6. The sensor according to claim 1, wherein the CO2-sensitive luminescent layer comprises:
a first pH sensitive layer comprising the pH sensitive luminophore dispersed in a first polymer matrix;
a second non-pH sensitive layer comprising the non-pH sensitive luminophore dispersed in a second polymer matrix and being deposited on top of the first layer.
7. The sensor according to claim 1, wherein the CO2-sensitive luminescent layer comprises a mixture of the pH sensitive luminophore and the non-pH sensitive luminophore in a polymer matrix.
8. The sensor according to claim 1, wherein the CO2-sensitive luminescent layer comprises:
a polymer matrix;
the pH sensitive luminophore dispersed in the polymer matrix; and
polymer beads comprising the non-pH sensitive luminophore in a polymer, said polymer beads being dispersed in the polymer matrix.
9. The sensor according to claim 1, wherein the polymer matrix comprises ethyl cellulose, methyl cellulose, hydroxyethyl cellulose, hydroxymethyl cellulose, sodium carboxymethyl cellulose, hydroxyethyl methacrylate, hydroxypropyl methylcellulose, starches, gelatins, polyacrylonitrile (PAN), polytetrafluoroethylene (PTFE), polyethylene (PET), polystyrene (PS), poly(butylene adipate) polyester-based polyurethane, poly(methyl methacrylate) (PMMA), polyvinyl fluoride (PVF), poly(vinylidene chloride-co-vinyl chloride) (PVCD), BTDA-p,p′-DAS, poly(p-phenylene terephthalamide) (PPTA), poly(isobutyl methacrylate) (polyIBM), ethylene-vinyl alcohol copolymer (EVOH), polyvinyl alcohol (PVA), silicone, ormosil glass, or a mixture thereof.
10. The sensor according to claim 1, wherein the arterial CO2 partial pressure is determined using Förster Resonance Energy Transfer, dual-lifetime referencing, Inner Filter Effect, or ratiometric probing between the pH sensitive luminophore and the non-pH sensitive luminophore.

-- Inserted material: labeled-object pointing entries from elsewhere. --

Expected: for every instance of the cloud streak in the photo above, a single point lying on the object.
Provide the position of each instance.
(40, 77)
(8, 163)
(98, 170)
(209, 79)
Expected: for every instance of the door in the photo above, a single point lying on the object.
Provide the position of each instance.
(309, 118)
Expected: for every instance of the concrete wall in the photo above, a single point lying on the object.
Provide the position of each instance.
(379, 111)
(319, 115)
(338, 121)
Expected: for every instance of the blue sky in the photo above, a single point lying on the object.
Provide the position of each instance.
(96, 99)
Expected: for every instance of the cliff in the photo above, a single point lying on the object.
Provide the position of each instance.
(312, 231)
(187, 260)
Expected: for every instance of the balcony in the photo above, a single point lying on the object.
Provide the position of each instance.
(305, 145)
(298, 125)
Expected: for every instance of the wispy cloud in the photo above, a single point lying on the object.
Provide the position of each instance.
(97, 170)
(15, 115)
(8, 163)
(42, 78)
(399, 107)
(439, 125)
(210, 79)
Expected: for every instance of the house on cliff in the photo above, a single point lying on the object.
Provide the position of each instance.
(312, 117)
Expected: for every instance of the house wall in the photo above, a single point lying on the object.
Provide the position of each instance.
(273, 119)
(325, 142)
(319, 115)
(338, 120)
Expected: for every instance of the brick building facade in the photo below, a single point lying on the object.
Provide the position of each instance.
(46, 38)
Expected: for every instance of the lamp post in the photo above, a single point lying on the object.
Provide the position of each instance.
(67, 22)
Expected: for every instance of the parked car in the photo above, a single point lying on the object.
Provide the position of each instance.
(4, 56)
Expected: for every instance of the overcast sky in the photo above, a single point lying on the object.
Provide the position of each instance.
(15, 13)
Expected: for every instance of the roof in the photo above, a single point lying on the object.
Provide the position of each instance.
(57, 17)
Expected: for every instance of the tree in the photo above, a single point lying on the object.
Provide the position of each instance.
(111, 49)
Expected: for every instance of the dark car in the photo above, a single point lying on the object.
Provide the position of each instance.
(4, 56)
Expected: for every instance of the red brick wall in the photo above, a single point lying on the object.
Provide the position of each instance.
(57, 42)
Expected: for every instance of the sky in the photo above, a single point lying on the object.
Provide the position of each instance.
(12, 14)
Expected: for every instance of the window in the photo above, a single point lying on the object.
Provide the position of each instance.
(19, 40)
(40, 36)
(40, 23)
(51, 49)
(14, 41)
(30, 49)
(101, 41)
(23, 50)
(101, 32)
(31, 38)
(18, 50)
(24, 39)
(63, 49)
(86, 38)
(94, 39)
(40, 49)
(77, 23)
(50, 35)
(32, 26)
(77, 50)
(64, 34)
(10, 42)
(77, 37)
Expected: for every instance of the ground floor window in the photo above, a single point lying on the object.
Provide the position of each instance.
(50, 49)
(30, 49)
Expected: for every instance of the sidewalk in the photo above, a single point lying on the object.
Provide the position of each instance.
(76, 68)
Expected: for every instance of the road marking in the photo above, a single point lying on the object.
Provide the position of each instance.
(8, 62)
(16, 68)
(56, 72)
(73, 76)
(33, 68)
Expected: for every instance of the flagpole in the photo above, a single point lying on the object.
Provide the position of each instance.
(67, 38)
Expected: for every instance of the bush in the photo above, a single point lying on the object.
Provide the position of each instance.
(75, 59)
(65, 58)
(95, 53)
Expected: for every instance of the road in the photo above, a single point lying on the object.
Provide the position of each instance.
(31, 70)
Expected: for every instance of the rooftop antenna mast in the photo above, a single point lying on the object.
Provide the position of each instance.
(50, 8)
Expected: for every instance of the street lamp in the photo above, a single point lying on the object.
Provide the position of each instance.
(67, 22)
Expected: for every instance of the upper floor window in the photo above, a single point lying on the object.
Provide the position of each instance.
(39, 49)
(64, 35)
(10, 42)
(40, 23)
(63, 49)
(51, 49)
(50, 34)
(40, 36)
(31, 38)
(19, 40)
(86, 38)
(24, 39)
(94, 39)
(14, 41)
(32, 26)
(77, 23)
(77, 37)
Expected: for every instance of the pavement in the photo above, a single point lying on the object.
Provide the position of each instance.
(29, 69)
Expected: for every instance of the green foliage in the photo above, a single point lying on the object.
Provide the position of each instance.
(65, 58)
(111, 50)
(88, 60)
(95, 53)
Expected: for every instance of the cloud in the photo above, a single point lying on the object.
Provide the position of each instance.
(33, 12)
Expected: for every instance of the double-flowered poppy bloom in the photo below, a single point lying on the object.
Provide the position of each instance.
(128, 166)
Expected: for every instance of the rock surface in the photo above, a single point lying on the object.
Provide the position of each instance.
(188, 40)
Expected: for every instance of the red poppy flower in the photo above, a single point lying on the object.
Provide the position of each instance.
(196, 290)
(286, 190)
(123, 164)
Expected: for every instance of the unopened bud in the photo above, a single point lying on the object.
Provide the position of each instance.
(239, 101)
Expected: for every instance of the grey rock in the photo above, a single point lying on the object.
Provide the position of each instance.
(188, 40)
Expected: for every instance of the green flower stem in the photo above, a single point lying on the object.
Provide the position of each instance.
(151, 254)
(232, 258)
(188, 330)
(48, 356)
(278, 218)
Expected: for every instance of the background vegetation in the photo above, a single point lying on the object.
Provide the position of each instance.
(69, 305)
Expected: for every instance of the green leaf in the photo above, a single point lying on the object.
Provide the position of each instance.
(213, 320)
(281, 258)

11. The sensor according to claim 1, wherein the CO2-sensitive luminescent layer has a thickness ranging from 1 μm to 100 μm.
12. The sensor according to claim 1, wherein the patch assembly has a thickness ranging from 20 μm to 500 μm.
13. The sensor according to claim 1, wherein the CO2-permeable polymer layer comprises polytetrafluoroethylene, poly(dimethylsiloxane), hyflon, or a mixture thereof.
14. A method for transcutaneous determination of arterial CO2 partial pressure using luminescence comprising:
providing a sensor according to claim 1;
placing said sensor on skin of a subject;
exciting the luminophores in the CO2-sensitive luminescent layer with the at least one light emitting diode;
detecting light emitted by said luminophores with the at least one photodiode;
comparing at least one luminescence property of the pH sensitive luminophore and the non-pH sensitive luminophore;
determining arterial CO2 partial pressure based on said comparison.
15. The method according to claim 14, wherein the arterial CO2 partial pressure is determined using Förster Resonance Energy Transfer, dual-lifetime referencing, Inner Filter Effect, or ratiometric probing between the pH sensitive luminophore and the non-pH sensitive luminophore.
16. A method for fabricating a sensor according to claim 1, comprising:
assembling the patch assembly of the sensor;
assembling the sensing head of the sensor; and
coupling the patch assembly with the sensing head.